Biltmore Oswald The Diary of a Hapless Recruit by Thorne Smith
My rating: 2 of 5 stars
2.5★
Ugh. Originally the page count on GR was around 85. By the time I figured out it was much longer than that I was at around the 60% mark. I made it to 66% before -heh- abandoning ship!
This book was originally a series of comic stories written for the Naval Reservist journal The Broadside while Smith was in the Navy about raw recruit Biltmore Oswald. My (admittedly free) copy doesn’t make this clear, so I was baffled by the disjointed approach. My copy also is shown as being illustrated & I think maybe Dick Dorgan’s black & white sketches may have given the story more charm. Frustratingly though the table of illustrations is on my copy, but not the illustrations themselves.

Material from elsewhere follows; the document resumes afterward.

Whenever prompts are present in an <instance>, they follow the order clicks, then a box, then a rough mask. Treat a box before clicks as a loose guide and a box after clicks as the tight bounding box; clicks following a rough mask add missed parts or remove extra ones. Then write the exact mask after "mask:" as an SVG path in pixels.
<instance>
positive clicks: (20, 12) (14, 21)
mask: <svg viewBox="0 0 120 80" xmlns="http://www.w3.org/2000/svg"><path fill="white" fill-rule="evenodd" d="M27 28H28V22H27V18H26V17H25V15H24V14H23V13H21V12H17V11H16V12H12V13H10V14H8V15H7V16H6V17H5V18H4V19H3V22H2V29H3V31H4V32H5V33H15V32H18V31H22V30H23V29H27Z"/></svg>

“‘Do you enlist for foreign service?’ He snapped. ‘Sure,’ I replied, ‘It will all be foreign to me”
Source of cartoon:Gutenberg
This flippant yet, naive exchange was so typical of the later works Smith became famous for. Smith was my parents’ favourite humorous writer – that in itself was pretty funny if you knew my parents who were both really straightlaced . Just talking about the skeleton dog in

scratching for nonexistent fleas would reduce my mother to tears of helpless mirth!

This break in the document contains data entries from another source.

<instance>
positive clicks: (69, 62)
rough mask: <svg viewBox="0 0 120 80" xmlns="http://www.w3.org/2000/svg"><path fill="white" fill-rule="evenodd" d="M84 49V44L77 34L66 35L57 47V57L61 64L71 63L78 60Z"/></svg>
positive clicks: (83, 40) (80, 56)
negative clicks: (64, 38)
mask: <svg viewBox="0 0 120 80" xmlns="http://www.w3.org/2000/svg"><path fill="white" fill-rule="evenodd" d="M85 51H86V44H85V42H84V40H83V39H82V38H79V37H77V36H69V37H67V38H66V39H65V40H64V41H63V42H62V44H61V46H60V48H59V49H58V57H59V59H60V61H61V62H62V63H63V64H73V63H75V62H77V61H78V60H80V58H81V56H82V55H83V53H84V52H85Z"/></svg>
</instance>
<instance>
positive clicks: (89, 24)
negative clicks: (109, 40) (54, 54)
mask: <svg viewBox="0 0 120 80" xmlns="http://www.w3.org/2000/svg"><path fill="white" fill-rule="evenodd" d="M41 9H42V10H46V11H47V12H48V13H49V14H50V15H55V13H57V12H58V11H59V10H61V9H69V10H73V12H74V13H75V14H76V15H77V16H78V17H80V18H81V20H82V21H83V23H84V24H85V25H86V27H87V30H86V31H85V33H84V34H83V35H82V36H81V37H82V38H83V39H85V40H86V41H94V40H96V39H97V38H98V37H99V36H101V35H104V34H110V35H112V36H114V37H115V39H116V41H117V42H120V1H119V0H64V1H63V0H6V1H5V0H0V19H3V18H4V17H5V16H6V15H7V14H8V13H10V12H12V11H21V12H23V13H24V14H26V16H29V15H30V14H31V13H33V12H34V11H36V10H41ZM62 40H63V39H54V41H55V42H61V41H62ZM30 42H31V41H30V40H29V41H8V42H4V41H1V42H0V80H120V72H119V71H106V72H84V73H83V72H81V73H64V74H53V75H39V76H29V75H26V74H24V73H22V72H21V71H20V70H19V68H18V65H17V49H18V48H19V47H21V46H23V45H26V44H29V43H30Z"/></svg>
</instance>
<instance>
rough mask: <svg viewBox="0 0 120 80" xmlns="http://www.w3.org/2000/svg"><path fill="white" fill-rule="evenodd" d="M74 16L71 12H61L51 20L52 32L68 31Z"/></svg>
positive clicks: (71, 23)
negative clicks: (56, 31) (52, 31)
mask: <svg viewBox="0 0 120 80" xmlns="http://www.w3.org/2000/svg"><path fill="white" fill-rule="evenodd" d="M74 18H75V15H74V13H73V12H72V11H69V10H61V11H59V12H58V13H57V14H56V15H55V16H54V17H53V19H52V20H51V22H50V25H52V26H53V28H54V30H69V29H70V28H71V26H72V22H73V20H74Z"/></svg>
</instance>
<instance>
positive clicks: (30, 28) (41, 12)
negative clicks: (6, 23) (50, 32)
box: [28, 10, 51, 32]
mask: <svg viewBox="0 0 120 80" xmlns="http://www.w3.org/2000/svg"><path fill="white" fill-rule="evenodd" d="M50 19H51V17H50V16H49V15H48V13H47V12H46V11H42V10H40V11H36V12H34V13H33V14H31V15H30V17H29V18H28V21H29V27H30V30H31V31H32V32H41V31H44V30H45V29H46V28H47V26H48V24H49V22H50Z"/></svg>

But this first work of Smith’s while riotously funny at the beginning (the scenes with Oswald and his mother reminded me -a lot! – of Private Pike and his overprotective mother in Dad’s Army – right down to the scarf!)
I may download the Gutenberg copy (which does have the illustrations) at some point and try again. Luckily I have already read some of Smith’s funniest works (he is best known for Topper, but some of his other books are better) and know Smith was only in his early twenties when he wrote this.
I wouldn’t make this a first Smith read. Try Skin & Bones or The Glorious Pool first.